I don't remember exactly how it started, but for a while in the 1990s I was a fairly regular contributor to the
Boston Sunday Globe Magazine. It was a time before digital "content", when the newspaper and magazine were both healthy, when there were a lot of opportunities for freelance writers and a lot of courage among editors, and the magazine ran a number of my medium-length essays on subjects as varied as tobacco farming in the Connecticut River Valley, the atmosphere at the Canadian-U.S. border, and a new golf course built from a family farm. They even accepted and published a six-part serialized novella called
The Boston Tangler. Deanne Urmy, an editor at Beacon Press (she's now at Houghton Mifflin Harcourt) called the house one day, said she liked the essays, and, somewhat sheepishly, asked if I'd be interested in putting together a book of personal writing. We went to lunch in Boston - I liked her immediately - and that was the start of what became
Revere Beach Elegy, a memoir in ten parts.

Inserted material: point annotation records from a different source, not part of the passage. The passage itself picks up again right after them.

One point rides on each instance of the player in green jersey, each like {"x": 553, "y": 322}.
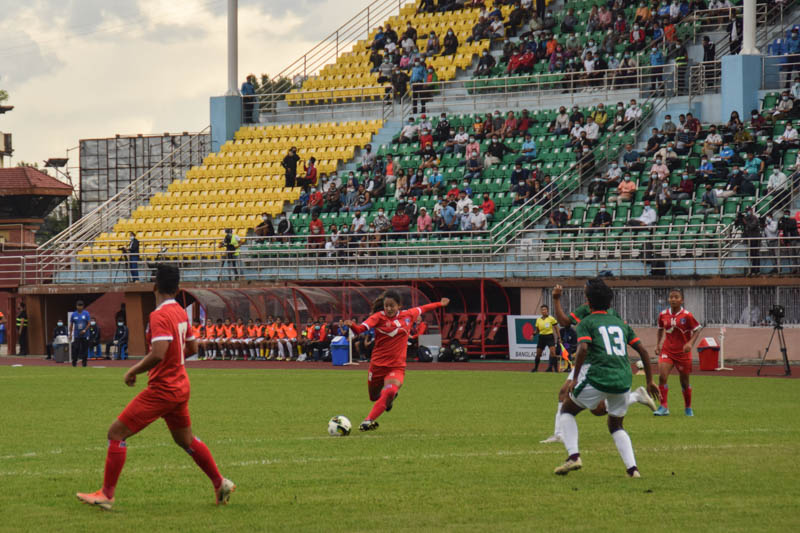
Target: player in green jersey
{"x": 602, "y": 373}
{"x": 638, "y": 396}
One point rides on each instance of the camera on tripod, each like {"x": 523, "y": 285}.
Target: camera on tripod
{"x": 777, "y": 313}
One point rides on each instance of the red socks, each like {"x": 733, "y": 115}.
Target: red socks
{"x": 387, "y": 394}
{"x": 115, "y": 460}
{"x": 202, "y": 456}
{"x": 664, "y": 389}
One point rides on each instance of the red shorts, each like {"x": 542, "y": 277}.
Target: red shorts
{"x": 378, "y": 374}
{"x": 682, "y": 362}
{"x": 150, "y": 405}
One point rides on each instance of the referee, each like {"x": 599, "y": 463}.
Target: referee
{"x": 548, "y": 336}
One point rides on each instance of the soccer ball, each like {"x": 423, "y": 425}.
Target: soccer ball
{"x": 339, "y": 426}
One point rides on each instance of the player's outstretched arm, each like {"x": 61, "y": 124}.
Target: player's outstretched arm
{"x": 652, "y": 388}
{"x": 561, "y": 316}
{"x": 157, "y": 352}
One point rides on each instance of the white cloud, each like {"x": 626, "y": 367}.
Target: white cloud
{"x": 95, "y": 68}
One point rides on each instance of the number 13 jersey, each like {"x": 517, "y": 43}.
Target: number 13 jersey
{"x": 606, "y": 366}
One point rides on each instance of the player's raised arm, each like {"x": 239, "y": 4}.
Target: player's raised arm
{"x": 561, "y": 316}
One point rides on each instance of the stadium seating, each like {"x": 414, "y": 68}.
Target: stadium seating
{"x": 350, "y": 75}
{"x": 231, "y": 188}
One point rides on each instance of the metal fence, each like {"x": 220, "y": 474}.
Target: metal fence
{"x": 721, "y": 306}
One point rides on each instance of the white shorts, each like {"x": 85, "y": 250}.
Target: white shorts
{"x": 588, "y": 397}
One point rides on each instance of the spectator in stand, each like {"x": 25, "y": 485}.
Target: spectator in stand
{"x": 450, "y": 43}
{"x": 709, "y": 200}
{"x": 559, "y": 218}
{"x": 630, "y": 159}
{"x": 488, "y": 207}
{"x": 625, "y": 190}
{"x": 400, "y": 224}
{"x": 778, "y": 188}
{"x": 289, "y": 164}
{"x": 316, "y": 232}
{"x": 602, "y": 220}
{"x": 477, "y": 219}
{"x": 648, "y": 217}
{"x": 464, "y": 219}
{"x": 528, "y": 150}
{"x": 685, "y": 189}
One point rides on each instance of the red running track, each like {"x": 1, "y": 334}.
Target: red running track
{"x": 746, "y": 370}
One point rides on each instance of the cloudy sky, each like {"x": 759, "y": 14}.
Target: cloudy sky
{"x": 78, "y": 69}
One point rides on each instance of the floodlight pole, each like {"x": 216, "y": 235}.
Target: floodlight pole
{"x": 233, "y": 48}
{"x": 749, "y": 28}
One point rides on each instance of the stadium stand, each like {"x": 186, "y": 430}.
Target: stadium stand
{"x": 232, "y": 188}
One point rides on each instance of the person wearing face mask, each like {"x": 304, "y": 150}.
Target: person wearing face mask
{"x": 95, "y": 352}
{"x": 120, "y": 341}
{"x": 625, "y": 190}
{"x": 79, "y": 331}
{"x": 60, "y": 338}
{"x": 602, "y": 219}
{"x": 265, "y": 227}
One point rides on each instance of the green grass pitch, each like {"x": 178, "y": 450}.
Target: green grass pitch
{"x": 459, "y": 452}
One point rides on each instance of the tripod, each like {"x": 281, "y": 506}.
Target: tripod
{"x": 782, "y": 343}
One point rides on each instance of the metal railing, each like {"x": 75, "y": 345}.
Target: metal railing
{"x": 341, "y": 40}
{"x": 469, "y": 96}
{"x": 682, "y": 250}
{"x": 58, "y": 251}
{"x": 771, "y": 21}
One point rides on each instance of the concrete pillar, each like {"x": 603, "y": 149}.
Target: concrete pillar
{"x": 233, "y": 48}
{"x": 741, "y": 81}
{"x": 749, "y": 29}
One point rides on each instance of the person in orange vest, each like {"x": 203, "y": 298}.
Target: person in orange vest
{"x": 209, "y": 341}
{"x": 286, "y": 340}
{"x": 228, "y": 342}
{"x": 197, "y": 333}
{"x": 269, "y": 339}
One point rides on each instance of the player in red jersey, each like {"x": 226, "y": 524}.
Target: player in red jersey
{"x": 166, "y": 395}
{"x": 679, "y": 330}
{"x": 387, "y": 368}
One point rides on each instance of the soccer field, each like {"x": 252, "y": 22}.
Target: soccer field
{"x": 459, "y": 452}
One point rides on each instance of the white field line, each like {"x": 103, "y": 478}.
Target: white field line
{"x": 267, "y": 461}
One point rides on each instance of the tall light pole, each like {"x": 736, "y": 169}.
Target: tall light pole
{"x": 233, "y": 48}
{"x": 749, "y": 28}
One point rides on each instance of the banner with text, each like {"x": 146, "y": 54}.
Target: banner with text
{"x": 522, "y": 338}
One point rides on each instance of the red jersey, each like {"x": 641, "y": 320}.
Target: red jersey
{"x": 678, "y": 328}
{"x": 169, "y": 323}
{"x": 391, "y": 334}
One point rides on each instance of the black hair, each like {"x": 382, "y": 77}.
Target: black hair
{"x": 394, "y": 295}
{"x": 599, "y": 294}
{"x": 168, "y": 278}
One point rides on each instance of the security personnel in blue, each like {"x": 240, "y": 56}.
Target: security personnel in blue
{"x": 79, "y": 331}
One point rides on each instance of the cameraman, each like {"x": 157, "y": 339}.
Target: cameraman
{"x": 752, "y": 233}
{"x": 131, "y": 253}
{"x": 231, "y": 242}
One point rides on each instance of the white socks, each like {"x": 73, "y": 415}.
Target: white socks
{"x": 624, "y": 447}
{"x": 558, "y": 413}
{"x": 568, "y": 428}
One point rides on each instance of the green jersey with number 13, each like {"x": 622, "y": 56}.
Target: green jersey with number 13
{"x": 608, "y": 337}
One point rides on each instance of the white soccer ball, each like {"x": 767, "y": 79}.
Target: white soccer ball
{"x": 339, "y": 426}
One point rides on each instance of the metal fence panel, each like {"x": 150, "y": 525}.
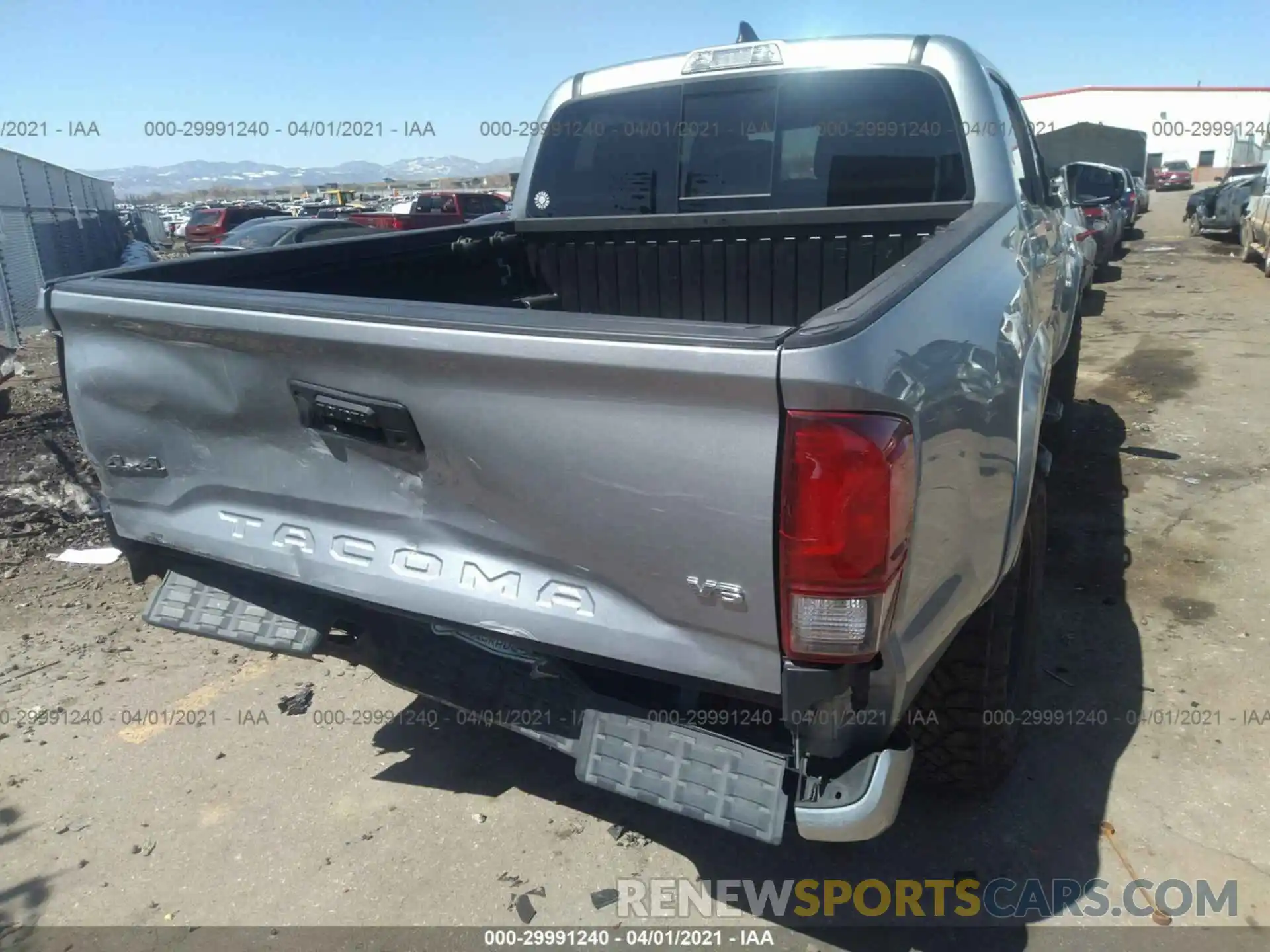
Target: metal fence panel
{"x": 11, "y": 182}
{"x": 21, "y": 274}
{"x": 54, "y": 222}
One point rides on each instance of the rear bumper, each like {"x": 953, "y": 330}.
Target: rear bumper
{"x": 741, "y": 781}
{"x": 875, "y": 787}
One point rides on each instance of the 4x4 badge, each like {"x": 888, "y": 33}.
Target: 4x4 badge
{"x": 150, "y": 466}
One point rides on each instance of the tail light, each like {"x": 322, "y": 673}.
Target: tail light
{"x": 847, "y": 491}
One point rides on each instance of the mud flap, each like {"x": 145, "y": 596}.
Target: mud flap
{"x": 183, "y": 604}
{"x": 686, "y": 771}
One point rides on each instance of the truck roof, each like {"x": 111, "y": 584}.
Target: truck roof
{"x": 941, "y": 52}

Some of the pieces had appeared in the
Globe, some elsewhere, and half of them were new, written specifically for Deanne. Beacon had, and has, a reputation for making attractive, high-quality books. They did a nice job with
Elegy, the reviews were great but sales were modest, and I was unsurprised when they didn't ask for another book, and quite a bit surprised when
Elegy won the 2003 Massachusetts Book Award for non-fiction. After some years, the rights reverted to me, and PFP/AJAR Contemporaries reissued the memoir in 2011.

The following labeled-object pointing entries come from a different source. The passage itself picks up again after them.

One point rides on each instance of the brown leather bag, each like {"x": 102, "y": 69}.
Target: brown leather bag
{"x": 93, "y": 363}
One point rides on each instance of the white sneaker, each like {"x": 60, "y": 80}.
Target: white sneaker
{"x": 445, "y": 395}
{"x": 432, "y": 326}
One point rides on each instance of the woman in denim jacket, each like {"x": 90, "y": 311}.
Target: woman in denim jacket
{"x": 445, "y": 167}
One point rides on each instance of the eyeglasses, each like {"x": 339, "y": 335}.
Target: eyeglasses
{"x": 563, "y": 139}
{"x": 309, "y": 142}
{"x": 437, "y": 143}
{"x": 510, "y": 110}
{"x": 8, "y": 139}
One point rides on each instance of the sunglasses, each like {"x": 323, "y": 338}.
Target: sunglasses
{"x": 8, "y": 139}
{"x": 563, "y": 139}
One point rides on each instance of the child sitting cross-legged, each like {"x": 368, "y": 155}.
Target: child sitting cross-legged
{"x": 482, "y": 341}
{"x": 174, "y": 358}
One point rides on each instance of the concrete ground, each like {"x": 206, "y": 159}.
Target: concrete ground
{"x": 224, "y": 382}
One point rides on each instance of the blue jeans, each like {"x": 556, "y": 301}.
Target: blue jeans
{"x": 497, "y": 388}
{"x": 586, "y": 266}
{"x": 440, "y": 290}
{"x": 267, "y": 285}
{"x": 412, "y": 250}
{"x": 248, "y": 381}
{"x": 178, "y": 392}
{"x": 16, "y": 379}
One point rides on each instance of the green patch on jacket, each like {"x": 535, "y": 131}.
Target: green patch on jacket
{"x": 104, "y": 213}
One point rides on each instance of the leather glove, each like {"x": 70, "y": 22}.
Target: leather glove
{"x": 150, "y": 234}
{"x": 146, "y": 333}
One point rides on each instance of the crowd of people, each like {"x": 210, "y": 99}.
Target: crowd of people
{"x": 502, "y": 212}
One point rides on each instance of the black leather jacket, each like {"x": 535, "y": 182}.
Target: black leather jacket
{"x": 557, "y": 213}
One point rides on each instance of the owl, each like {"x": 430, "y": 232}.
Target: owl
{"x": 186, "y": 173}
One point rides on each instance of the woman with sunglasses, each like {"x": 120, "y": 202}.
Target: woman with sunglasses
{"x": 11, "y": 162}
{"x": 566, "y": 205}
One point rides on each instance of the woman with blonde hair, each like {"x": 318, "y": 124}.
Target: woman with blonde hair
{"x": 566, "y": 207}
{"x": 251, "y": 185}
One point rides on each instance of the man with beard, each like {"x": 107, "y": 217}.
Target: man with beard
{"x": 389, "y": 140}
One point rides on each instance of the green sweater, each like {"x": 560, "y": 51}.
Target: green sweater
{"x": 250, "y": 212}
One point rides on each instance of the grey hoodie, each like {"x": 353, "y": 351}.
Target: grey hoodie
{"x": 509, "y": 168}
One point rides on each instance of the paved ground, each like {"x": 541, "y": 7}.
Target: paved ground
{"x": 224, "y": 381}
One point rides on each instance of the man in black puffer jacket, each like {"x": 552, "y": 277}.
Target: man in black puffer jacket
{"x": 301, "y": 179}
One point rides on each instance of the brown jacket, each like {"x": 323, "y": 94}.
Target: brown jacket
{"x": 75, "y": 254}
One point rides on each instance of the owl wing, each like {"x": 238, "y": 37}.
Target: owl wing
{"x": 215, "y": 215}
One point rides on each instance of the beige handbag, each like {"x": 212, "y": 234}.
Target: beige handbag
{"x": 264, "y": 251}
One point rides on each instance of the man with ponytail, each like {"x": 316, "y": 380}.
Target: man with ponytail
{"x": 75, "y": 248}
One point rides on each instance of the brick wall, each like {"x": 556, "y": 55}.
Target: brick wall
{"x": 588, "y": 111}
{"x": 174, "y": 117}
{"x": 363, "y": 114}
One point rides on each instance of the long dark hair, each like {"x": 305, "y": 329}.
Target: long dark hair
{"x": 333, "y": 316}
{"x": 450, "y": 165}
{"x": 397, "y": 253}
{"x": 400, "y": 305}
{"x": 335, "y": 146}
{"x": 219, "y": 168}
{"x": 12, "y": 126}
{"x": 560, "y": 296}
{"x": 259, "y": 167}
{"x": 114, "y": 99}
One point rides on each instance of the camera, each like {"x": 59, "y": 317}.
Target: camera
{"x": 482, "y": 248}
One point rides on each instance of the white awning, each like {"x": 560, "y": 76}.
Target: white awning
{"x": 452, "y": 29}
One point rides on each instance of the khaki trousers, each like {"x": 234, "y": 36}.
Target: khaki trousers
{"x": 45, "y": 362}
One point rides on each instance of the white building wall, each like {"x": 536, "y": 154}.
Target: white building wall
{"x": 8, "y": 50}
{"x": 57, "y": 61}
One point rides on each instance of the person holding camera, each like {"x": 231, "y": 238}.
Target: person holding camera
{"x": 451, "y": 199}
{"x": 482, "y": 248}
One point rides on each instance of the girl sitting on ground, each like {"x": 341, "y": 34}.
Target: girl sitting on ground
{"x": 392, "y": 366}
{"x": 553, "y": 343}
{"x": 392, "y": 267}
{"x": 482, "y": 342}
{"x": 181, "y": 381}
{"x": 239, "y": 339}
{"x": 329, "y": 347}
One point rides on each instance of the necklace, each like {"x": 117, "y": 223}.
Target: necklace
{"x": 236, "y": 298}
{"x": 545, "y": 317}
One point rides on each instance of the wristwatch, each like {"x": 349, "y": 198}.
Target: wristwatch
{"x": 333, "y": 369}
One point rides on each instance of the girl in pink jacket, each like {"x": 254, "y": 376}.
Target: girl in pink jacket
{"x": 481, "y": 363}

I won't talk about all the essays in the memoir, but I'll mention a couple of favorites. The lead piece, "What a Father Leaves", is a long remembrance of my father, Roland Sr., who talked his way into law school at age 50, with no undergraduate degree, a full-time job, an hour-plus round-trip daily commute by subway, and three teenage sons. Somehow, he managed to graduate and then pass the bar and he enjoyed a few years of private practice before his sudden and untimely death at age 66 in 1982.
He was a wonderfully supportive father and his grit and persistence served as a key example for me when I was struggling to make a writing career. His warmth and devotion serve as daily examples to me now, in my own years of fatherhood.

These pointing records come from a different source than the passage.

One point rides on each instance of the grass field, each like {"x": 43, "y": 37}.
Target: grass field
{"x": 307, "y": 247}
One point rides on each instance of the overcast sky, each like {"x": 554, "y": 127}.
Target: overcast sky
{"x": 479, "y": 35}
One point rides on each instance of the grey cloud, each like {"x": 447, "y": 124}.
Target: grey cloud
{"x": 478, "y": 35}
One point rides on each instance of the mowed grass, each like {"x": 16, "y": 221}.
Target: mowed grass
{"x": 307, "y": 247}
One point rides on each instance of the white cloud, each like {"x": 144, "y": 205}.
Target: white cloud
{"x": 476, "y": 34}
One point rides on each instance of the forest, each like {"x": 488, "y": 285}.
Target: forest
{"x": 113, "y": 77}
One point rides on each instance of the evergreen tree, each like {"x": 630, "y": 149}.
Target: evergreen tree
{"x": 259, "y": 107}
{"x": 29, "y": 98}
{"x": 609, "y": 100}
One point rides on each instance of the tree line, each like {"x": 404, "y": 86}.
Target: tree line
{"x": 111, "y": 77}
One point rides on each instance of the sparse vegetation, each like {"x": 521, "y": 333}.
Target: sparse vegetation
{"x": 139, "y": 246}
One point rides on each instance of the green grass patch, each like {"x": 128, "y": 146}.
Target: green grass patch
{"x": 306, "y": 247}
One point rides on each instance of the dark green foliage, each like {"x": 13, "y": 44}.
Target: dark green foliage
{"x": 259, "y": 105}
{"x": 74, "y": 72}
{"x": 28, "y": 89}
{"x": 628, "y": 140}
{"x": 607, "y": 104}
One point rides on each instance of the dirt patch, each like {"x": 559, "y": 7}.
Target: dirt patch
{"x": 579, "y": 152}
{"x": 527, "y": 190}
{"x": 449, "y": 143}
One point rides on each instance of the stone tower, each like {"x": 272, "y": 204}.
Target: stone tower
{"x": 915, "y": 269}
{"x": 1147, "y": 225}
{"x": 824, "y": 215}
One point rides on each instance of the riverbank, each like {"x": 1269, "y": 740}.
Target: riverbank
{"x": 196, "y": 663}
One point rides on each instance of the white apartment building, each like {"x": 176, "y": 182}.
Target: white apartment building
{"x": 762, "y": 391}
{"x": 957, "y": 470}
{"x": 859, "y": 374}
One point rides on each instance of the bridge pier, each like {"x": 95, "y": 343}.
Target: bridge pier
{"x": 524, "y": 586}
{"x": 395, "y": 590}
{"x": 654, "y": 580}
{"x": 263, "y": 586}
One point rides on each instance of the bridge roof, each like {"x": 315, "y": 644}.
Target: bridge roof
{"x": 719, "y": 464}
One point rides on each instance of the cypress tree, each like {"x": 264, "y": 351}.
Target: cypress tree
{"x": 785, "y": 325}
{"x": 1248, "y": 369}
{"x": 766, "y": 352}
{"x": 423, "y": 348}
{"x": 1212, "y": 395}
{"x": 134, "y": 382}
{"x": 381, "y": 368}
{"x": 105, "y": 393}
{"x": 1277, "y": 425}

On a lighter note, there's an essay called "The Notion of North" in which I lived out a slightly weird fantasy. One day I simply got into my car and drove north as far as I could go (with a four-wheel-drive truck I could have gone a bit farther). This was done with the encouragement of my good and adventurous wife, Amanda, (who did not accompany me on that trip) and it led me far up into Canada to a place called Chibougamau, where the trees were about my height, the storefronts had signs in what I believe was Cree, and where I took a cool, solitary dip in a pond fringed with stunted fir and tiny white birch, then turned around and drove back home.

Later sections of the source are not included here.